Kedileri ben alırım, bırakmam!

Yavuz DİZDAR
Yavuz DİZDAR [email protected]

Haber geldi, dediler Zere salınacakmış, amansızmış durumu, dışarıda ölmesi daha meşru, yoksa "devlet" çarşafa dolanacakmış. "Tamam" dedim, "zaten işimiz budur, ben alırım." Çünkü burası benim güzel ve yalnız vatanım Türkiye'dir. Burada mühleti dolan bütün neferler, ister devrimci olsun, ister mütevelli, işe yaramaz hale geldiği zaman artık erimiş bedenleri, koşulsuz sokağa süpürülürler. Kutuplaşa kutuplaşa birbirlerini ittikleri öteki uçta, gururla yatsalar bile, sadece kinle beslenirler. Satıla satıla bitirilemeyen, bir lokma ekmek kalmasa bile ekilemeyen toprakların pazarlık peyidir çünkü bu kin. Değil bin yıl, beş bin yıl birlikte yaşasalar da aşamazlar. Öküz altında buzağı, kafalarını çevirseler görebilecekler uzağı, ama bir büyük tahtırevalli, çaresiz birbirlerine kilitlenmişlerdir. Değil sevmek, komşusuna selam vermekten bile aciz neferler, ne fena, vatanperverlikleriyle övünürler. Bir ağaç dikmişlikleri bile yoktur çoğunun, değil üstlenmek derdini başkasının çocuğunun, kendilerininkine bile temkinli bakarlar.

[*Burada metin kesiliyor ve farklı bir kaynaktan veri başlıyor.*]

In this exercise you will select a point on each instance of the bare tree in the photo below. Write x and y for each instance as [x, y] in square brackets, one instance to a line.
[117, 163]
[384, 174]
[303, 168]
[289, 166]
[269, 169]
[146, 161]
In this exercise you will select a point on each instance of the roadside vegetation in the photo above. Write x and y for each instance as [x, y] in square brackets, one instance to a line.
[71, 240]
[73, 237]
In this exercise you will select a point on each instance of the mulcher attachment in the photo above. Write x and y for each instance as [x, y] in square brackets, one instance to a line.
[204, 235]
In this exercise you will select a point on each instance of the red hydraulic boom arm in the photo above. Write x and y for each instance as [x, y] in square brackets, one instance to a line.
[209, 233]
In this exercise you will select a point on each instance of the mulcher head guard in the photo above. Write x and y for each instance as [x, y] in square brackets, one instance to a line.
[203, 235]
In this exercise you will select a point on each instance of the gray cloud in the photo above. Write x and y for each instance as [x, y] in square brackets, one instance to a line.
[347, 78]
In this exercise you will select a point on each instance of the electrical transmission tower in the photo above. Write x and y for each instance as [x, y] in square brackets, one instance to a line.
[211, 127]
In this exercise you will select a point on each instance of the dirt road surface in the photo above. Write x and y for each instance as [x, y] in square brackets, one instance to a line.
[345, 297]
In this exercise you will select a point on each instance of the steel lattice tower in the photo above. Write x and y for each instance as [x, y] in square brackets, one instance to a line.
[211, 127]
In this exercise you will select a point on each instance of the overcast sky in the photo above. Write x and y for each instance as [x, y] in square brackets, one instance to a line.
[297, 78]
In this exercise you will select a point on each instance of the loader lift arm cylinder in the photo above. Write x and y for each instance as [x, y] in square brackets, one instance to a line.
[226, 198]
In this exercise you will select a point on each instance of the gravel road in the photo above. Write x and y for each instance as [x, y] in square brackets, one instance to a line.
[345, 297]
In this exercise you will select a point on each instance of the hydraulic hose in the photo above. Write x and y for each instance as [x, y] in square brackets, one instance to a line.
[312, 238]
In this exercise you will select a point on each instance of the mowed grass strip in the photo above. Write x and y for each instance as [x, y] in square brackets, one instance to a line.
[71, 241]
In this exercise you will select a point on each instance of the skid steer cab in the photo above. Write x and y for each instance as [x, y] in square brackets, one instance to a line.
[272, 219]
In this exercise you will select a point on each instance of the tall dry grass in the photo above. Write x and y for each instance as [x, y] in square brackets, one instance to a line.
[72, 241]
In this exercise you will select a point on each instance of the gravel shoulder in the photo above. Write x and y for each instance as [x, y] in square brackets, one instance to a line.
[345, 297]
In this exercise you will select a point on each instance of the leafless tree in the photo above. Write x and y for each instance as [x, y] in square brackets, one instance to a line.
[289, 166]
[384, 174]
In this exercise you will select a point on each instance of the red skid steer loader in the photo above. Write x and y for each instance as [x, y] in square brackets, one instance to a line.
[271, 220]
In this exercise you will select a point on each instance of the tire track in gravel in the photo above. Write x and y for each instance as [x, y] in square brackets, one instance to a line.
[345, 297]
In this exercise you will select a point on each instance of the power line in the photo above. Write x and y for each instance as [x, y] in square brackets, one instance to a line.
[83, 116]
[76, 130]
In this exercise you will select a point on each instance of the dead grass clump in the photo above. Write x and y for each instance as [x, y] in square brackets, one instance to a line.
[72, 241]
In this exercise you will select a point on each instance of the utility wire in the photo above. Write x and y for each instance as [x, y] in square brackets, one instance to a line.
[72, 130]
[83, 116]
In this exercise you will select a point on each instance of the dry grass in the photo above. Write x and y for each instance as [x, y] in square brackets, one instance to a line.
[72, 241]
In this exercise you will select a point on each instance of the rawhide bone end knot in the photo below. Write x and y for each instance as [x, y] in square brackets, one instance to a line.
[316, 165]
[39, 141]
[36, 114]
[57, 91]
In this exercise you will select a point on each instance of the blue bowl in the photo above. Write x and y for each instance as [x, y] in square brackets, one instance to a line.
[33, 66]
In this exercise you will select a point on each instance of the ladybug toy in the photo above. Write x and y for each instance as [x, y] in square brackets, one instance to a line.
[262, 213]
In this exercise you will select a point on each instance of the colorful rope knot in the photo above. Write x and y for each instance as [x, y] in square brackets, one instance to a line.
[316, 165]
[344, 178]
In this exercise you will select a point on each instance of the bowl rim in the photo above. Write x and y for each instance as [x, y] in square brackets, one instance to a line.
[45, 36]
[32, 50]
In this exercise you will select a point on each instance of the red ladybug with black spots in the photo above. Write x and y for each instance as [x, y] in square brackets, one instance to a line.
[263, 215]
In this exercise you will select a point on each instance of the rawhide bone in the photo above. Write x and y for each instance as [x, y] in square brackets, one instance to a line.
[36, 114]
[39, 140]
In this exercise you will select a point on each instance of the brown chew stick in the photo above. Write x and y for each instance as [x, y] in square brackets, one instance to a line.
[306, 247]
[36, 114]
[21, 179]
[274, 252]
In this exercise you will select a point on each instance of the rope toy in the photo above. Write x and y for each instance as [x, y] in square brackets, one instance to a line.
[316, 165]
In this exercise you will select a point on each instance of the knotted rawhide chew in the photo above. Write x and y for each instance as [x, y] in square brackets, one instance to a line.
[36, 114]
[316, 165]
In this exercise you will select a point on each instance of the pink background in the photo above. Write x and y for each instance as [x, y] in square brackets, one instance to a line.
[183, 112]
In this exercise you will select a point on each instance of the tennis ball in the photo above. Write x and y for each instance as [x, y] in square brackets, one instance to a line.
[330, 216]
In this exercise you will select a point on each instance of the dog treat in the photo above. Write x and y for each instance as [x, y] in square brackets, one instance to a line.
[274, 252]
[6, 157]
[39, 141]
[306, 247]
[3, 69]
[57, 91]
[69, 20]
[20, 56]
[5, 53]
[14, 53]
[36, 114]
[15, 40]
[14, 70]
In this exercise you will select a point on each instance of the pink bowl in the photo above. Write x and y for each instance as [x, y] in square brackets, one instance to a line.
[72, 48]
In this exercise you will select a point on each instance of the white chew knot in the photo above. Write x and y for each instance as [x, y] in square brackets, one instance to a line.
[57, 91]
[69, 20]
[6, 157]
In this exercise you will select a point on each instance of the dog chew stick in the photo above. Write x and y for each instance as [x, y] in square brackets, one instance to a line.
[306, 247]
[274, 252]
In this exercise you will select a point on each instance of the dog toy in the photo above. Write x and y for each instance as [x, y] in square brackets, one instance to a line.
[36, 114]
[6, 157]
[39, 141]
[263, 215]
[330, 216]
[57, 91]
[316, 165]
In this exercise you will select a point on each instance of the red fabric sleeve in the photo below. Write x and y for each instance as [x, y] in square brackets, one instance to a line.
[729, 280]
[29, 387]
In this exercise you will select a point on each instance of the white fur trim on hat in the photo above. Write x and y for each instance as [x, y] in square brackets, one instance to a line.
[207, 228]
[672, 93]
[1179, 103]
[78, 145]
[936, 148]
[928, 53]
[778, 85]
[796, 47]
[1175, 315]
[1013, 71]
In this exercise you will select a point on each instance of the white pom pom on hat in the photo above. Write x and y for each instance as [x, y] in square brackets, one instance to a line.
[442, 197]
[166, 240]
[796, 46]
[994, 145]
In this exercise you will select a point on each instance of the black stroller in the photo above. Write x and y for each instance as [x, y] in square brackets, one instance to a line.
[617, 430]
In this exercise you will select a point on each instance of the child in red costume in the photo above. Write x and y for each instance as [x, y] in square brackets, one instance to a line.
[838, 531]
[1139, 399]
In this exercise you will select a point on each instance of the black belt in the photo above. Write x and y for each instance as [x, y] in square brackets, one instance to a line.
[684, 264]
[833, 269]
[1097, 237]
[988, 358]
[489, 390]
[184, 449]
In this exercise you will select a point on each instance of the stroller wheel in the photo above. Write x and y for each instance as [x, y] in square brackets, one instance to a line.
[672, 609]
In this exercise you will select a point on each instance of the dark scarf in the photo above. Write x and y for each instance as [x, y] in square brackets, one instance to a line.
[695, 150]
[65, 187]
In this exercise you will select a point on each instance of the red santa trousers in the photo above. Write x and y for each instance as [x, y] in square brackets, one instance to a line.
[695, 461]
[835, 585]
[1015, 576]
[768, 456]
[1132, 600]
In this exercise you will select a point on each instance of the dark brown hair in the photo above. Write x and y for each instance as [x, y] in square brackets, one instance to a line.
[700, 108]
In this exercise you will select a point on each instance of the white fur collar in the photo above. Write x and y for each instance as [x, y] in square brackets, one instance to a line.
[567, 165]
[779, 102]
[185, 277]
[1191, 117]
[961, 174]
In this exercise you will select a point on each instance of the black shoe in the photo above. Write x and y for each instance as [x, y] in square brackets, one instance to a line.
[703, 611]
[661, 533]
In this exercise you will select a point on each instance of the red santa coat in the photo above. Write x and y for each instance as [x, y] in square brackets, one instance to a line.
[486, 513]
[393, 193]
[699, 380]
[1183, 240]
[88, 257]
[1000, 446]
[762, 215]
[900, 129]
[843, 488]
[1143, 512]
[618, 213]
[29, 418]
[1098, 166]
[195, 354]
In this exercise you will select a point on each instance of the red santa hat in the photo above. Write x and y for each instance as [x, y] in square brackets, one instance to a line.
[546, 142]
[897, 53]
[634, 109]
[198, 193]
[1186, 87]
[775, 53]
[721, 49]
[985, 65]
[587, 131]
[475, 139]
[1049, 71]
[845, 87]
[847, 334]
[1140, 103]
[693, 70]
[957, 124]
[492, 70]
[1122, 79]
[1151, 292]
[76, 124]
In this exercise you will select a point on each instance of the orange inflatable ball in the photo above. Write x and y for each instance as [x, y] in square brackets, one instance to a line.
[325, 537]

Yoksulluğun değil, umutsuzluğun çocuğudur kin. Açlıktan gürbüzleşen kolları yaman güçlüdür. Bunca su, bunca toprak, onda biri ekilse herkes doyacakken, üstelik göz göre göre olanı biteni, "böyyük sanayi ülkesi" olacağız ya, sabanı sürmekten daha kolay oluverir birden omuzlamak tüfeği. Acından ölmek bile daha kolaydır umutsuzluktan. Ve kim bilir hangi vatan evladı, arkası olsa olur muydu bu dağlarda, yürür, ayağına giydiği Scooter değil, devletin verdiği postalı. Ordusunu "ülkesini kendi vatandaşından korumak zorunda bırakan" bütün zerzevat, kafalarını çevirseler görebileceklerken o engin göğü, denizi ve toprağı, sadece dağlara bakarlar, sadece dağlara…

Benim zarif ve yalnız ülkemde, güneşin doğduğu topraklarda çocuklar hala tren taşlar. Batıdan gelen ya da Batı'ya giden bir tren, taş için aslında hayli "iri" bir hedeftir çünkü. Bilmem bilirler mi? TCDD trenlerinin camları iki kat yapılmıştır, dıştaki zaten kırılsın diye takılmıştır. Baba atılan her taştan gururlu, memur içeri alınan her baştan huzurlu, bir garip temaşadır bu, "bir tepsi baklava" şöleniyle kutlanır. Derken bu şölen için ve aynı trenle Batı'dan gelen öteki-berikiler, Soros sosuyla çeşnilendirilmiş "sivil toplum örgütü turşuları" kurarlar üzerlerine. Kokteyl turşularıdır bunlar, siz bilmezsiniz, sadece zengin kokteyllerinde ikram edilir.

Oysa yeminliyimdir ben, kimseyi geri çevirmemeye. Tuzun bile koktuğu yerde, düşmemiş son kaleyi savunurum. Üstelik sonradan olma değil, anadan doğmayımdır, ben vatandaşlarına ağlayan devlet babayımdır. İşte bu yüzden, en sevdiklerim bile anlamazlar Zere'yi neden aldığımı. Anlayamazlar, ama hatırlayamazlar da, çünkü Saylan'ınkileri de ben alırım, Hocanınkileri de. Efendininkiler de bana varır ve valininkiler de bana gelir, zira 'sağ, sol'unkiler de benden dönmez, o yüzden kapıdaki çiçekçinin yakını beni bulur, Taksim-Topkapı dolmuş hattı da beni bilir.

Çünkü Ayça öldüğü kelli kedilerini ben aldım.

İşte o yüzden Zere'yi de ben alırım, bırakmam!